[Study of bone marrow microvessel density is one of the diagnostic approaches in patients with Ph-negative chronic myeloproliferative diseases].

Aim: To define an association of bone marrow microvessel density (MVD) with histological properties (the magnitude of fibrosis and quantification of megakaryocytes (MGKC)) in patients with Ph-negative chronic myeloproliferative diseases (CMPD).

Subjects And Methods: MVD was analyzed in 93 patients with different forms of CMPD, by estimating histological parameters. True polycythemia (TP) was present in 28 patients; 20 patients had essential thrombocythemia (ET), 36 had subleukemic myelosis, out them 6 were in a prefibrotic stage, and 9 with diagnosed post-TP (ET) myelofibrosis. The grade of myelofibrosis was estimated from the degree of bone marrow fibrosis as 0, 1, 2, and 3 and the clusters of MGKC were in accordance with degrees: 0, 1, and 2. MVD was studied from the absolute number of CD34-positive vascular structures.

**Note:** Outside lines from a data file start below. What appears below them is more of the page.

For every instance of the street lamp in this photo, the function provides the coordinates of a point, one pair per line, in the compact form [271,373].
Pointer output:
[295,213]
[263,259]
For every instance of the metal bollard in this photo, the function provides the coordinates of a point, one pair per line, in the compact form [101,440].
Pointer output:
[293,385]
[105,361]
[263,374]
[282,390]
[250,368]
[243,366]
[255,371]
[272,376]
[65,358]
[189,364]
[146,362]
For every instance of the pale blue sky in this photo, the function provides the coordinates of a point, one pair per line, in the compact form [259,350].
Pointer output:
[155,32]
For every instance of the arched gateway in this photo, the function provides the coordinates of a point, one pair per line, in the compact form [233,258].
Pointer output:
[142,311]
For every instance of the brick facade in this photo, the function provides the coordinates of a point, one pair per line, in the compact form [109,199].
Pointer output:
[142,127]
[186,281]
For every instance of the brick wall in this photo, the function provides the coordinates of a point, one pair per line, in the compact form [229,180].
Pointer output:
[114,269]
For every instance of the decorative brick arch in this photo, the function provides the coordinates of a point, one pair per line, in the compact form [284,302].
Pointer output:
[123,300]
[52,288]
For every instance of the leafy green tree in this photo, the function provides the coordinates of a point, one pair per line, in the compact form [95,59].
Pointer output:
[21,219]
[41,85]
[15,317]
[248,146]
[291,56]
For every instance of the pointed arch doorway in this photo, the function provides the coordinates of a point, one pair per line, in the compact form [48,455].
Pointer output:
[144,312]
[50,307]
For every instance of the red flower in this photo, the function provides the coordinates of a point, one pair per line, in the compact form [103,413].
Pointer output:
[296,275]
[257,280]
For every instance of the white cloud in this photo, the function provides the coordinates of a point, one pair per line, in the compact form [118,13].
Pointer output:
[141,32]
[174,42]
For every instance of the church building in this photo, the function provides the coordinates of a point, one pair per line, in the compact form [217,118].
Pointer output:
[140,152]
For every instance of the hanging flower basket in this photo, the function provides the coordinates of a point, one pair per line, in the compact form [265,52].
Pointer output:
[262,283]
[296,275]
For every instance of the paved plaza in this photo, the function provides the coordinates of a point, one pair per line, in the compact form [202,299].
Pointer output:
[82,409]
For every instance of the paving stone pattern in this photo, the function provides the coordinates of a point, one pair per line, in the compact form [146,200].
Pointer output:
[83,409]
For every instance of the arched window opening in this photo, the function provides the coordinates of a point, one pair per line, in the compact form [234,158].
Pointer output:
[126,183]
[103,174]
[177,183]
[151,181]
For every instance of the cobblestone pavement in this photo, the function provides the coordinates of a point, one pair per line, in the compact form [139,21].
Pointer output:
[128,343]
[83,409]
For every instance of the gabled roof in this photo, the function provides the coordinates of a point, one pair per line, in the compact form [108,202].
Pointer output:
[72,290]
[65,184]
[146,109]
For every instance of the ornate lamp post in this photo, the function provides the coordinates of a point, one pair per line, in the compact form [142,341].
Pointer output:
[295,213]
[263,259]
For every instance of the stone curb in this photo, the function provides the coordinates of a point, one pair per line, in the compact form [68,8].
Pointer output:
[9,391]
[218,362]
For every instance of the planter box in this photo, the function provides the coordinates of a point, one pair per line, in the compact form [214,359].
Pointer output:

Results: In patients with TP, fibrosis was defined as grade 0 and 1 in 23 (82%) and 5 (18%) cases, respectively. The content of reticulin fiber was in the normal range in 19 (95%) of the 20 patients with ET. The clusters of MGKC of grades 1 and 2 showed an even distribution among patients with ET and those with TP. Fibrosis was absent in all the patients (n = 6) with prefibrotic-stage primary myelofibrosis (PMF). The patients with PMF had high MVD values [6.5 (range 2.8-22)] than those with TP [4.0 (range 1.76-10.2)] or ET [3.7 (range 2-8.5)] and the controls [3.2 (range 2-4.1)] (p < 0.001) confirming that angiogenesis is uninvolved at the onset of disease in patients with ET and those with TP. The patients with prefibrotic-stage PMF had higher values [6.0 (range 4.8-10.6)] than those with ET [3. 7 (range 2-8.5)] (p < 0.001). This suggests that angiogenesis is an early sign preceding the development of fibrosis.

Conclusion: Bone marrow angiogenesis assessment (from MVD measurements) may be an additional criterion for the diagnosis of disease evolution and an additional criterion between ET and PMF in a prefibrotic stage.